DTM第6戦ニュルブルクリンク:レース2はミュラーが完勝し、前日のリベンジを果たす

 ニュルブルクリンクのスプリントコースを使用し開催されたDTMドイツ・ツーリングカー選手権第6戦。20日に行われたレース2は、ニコ・ミュラー(アウディ・スポーツ・チーム・アプト・スポーツライン)がチームメイトのロビン・フラインスを抑え、今季5勝目を挙げた。

 前日のレース1で勝利を挙げ2連勝と絶好調なフラインスは、レース2の予選でもポールポジションを獲得。今シーズン5度目のポールで、開幕からここまですべて3番グリッド以内をキープしている。

 フェルディナンド・ハプスブルク(WRTチーム・アウディ・スポーツ)が予選2番手と躍進。ミュラー、レネ・ラスト(アウディ・スポーツ・チーム・ロズベルグ)と続く。

 55分+1周で争う決勝レース。フラインスはホールショットを決め、ミュラーはアウトからハプスブルクを交わし2番手に浮上する。

 2周目のシケインでラストはハプスブルクをオーバーテイク。ハプスブルクは3周目にマルコ・ウィットマン(BMWチームRMG)に交わされ4番手に落ちてしまう。

トップで1コーナーに向かうロビン・フラインス
トップで1コーナーに向かうロビン・フラインス

 ミュラーは、6周目にフラインスを捉えると7周目のターン1でインを差しトップに浮上する。

 3番手のラストは13周目終わりでピットイン。翌周、ミュラーもタイヤ交換へ。ラストとは差をつけて、コースに復帰する。

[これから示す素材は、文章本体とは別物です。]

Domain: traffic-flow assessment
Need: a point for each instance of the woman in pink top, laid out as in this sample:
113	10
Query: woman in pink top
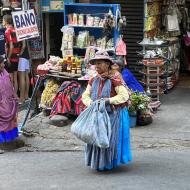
8	107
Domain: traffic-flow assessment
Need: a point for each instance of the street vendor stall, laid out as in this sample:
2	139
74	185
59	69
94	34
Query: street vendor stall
88	28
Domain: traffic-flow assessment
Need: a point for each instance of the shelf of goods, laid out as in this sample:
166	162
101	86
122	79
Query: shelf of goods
88	27
152	71
170	51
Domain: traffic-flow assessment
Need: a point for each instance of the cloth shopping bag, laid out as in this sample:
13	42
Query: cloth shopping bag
93	125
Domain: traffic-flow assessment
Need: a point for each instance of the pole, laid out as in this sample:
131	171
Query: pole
34	88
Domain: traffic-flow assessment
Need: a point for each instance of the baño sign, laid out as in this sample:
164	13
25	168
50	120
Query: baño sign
25	24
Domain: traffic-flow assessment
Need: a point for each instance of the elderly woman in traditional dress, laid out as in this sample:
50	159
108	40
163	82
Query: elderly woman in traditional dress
8	107
109	85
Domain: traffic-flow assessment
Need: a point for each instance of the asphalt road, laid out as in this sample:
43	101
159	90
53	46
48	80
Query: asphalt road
149	170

 フラインスは、15周を走行しピットイン。しかし、ミュラーの前に出ることはできない。

レースをリードするニコ・ミュラー
レースをリードするニコ・ミュラー

 全車がタイヤ交換を終え、再びトップに立ったミュラーは、フラインスとの差を大きく広げレースをリード。

 フラインスに影を踏ませることなく、終盤にはさらにリードを広げたミュラーは、トップでチェッカーを受け、シーズン5勝目を飾った。

 2位にフラインス。ラストは3位に入るも、上位ふたりとの差は、第6戦でさらに開くこととなった。前日13ポイント差となったミュラーとフラインスだったが、ミュラーの快勝で18ポイント差となっている。

「アドバンテージがあることはいいことだよ。セーフティカーが入るかどうかにかかわらず、誰も何が起こるかわからないからね。だから、リラックスすることはできなかったよ」

「ピットストップを早めにしたので、2スティント目が長いスティントになることをわかっていた。レース終了の5、6周前でも心配はしていなかったが、何が起こるかわからない。先週の日曜日と昨日の2日間は悪い日だったけど、今日は成功する日になったよ」とミュラー。

5勝目を挙げるニコ・ミュラー
5勝目を挙げるニコ・ミュラー

 今回も表彰台を独占したアウディ。残り6戦を残し、マニュファクチャラータイトルを決めた。

「RS 5という素晴らしいツールを提供してくれたことを感謝しているよ。ピットレーンを出るときはいつも笑顔になれる」とアウディのタイトル獲得をミュラーは称えている。

 2位に敗れたフラインスは、「序盤のブレーキングでフラットスポットをつくってしまい、左コーナーでアンダーステアになってしまった。ミュラーがオーバーテイクした時は、守ることができなかった。ゾルダーでは、ポイントを再び獲得したいね」とコメント。

 残すは3ラウンド6戦となったDTM。次戦は、10月9~12日にゾルダーで開催される。